Something stirs behind me.
He’s found me.
Chapter 9
Chloe
FOUR HOURS AGO
“Sister Rivera. You skipped evening prayers.”
I startle and drop my cigarette as Father Daniels approaches me from behind. Hoping he didn’t notice, I quickly stamp it out under my shoe, and blow the smoke away.
Like the snake I know he is, he moves in close, not giving me time to react. “And you’re smoking again. Who gave you them this time?” Pinching my chin, he roughly moves my lips around with his thumb. My skin crawls with disgust. “I’ve told the others to stop handing them out. I hate the taste of them.”

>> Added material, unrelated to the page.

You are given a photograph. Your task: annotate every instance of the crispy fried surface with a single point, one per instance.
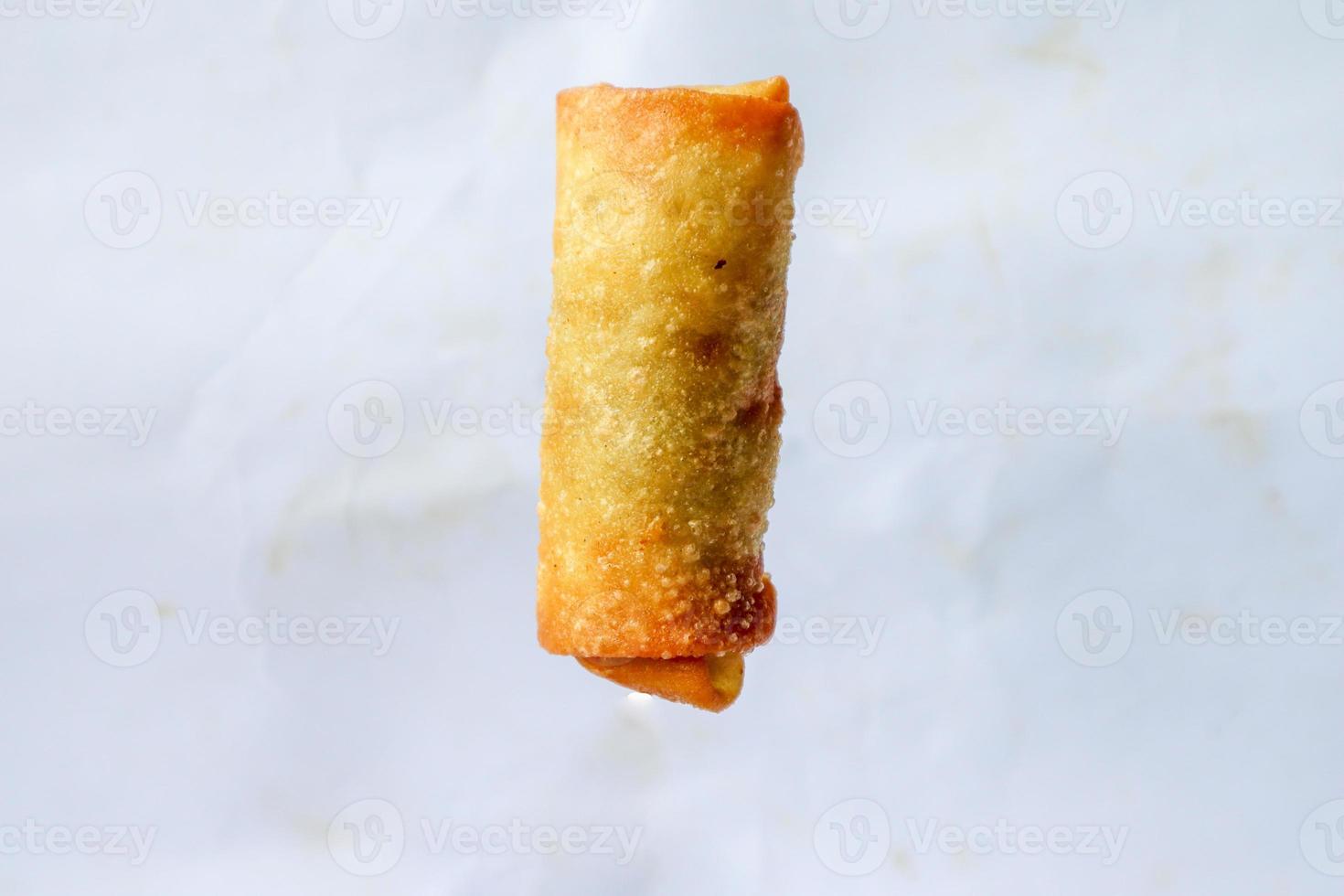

The others he’s talking about are the other priests here at the convent. They all like to be addressed as Father. Most of them take what they want and leave. But a few reward us afterward with treats that we’d never get otherwise like chocolate or cigarettes. Giving us new vices in hopes we’ll come crawling to them willingly, begging for more.
Batting his hand away, I put some space between us until the rough bark of a tree brushes my fingertips.
Father Daniels is one of the younger Fathers here, cocky and full of himself thanks to his good looks. He’s tall with wavy blond hair, and a defined jawline that has the more brainwashed girls swooning behind closed doors. They’d never dare do something so shameful in front of the Fathers.
“I don’t know why they made you a sister so soon. My vote was to train you for far longer. Really beat the disobedience out of you. Seems you’ve got the rest of the clergy wrapped around your little finger. Or should I say your little cunt?”
“Shouldn’t you be inside with the rest of them?” Ignoring his disgusting insinuations, I nod in the direction of the chapel where some poor girl will be receiving her training right now.
“I wasn’t in the mood for sharing.”
Nausea swirls in my stomach. I came out here to the edge of the woods in hopes of avoiding ending up in the chapel and having to be pushed and pulled between the men that reside here. But, of course, Father Daniels followed me. Ever since my mom abandoned me to this place, he’s kept a close watch over me.
“I should get back to my room.” Keeping my eyes cast downward, I step around him, but he grabs my arm and holds me in place.
“Did I say you could leave?” His tone is uncomfortably soft. “I’m very disappointed in you, Chloe. I thought we were making such good progress in your submission to God.”